When he almost reaches the creek the rain begins to pour. Harry can hear the rain thundering on his murky green cowboy hat. His sight is getting foggy and Harry starts to worry that he might not make it home before night. The stench of a two-week-old dead dingo rises from the track as his stockhorse tramples past it. His white, fuzzy tongue can taste the sweat that’s trickling down his creased face. He is feeling determined and brave as he reaches the flooding creek.
The creek gushes with energy and the thunder booms a warning, but Harry, the drover keeps staggering onward. He talks to his animals; “We have wrestled tougher floods than this.” They plunge into the thrashing water and they are washed with brown and yellow mud. The water is as deep as a canyon. Waves crash against the drover’s, now bleeding, head and a spinning whirlpool slurps poor Harry and his stockhorse down. The strong little dog struggles to survive as the waters toss and turn his little body. Determined, he claws at an overhanging branch and scrambles to the safety of the bank.

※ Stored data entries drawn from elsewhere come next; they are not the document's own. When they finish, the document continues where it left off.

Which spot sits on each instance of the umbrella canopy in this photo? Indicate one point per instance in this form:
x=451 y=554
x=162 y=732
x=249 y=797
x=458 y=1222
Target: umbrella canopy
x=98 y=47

Rover flings himself back into the river where his master sank. Repeatedly he dives under, searching desperately for his beloved master. Thunder continues to boom overhead. A crack of lightening hits a branch sending it crashing to the river and hitting Rover on the head.
The packhorse, sad and lonely, walks up the muddy hill till he reaches the drover’s house. And there someone is waiting, sitting at the stair. But when she sees no drover her heart sinks.
The speedy flood is in the vast ocean. And the stream is glistening in the sun. The lush green floor is stretched across the rolling plain. But Julia’s heart bleeds in sorrow for the drover who sleeps among the stringy reeds.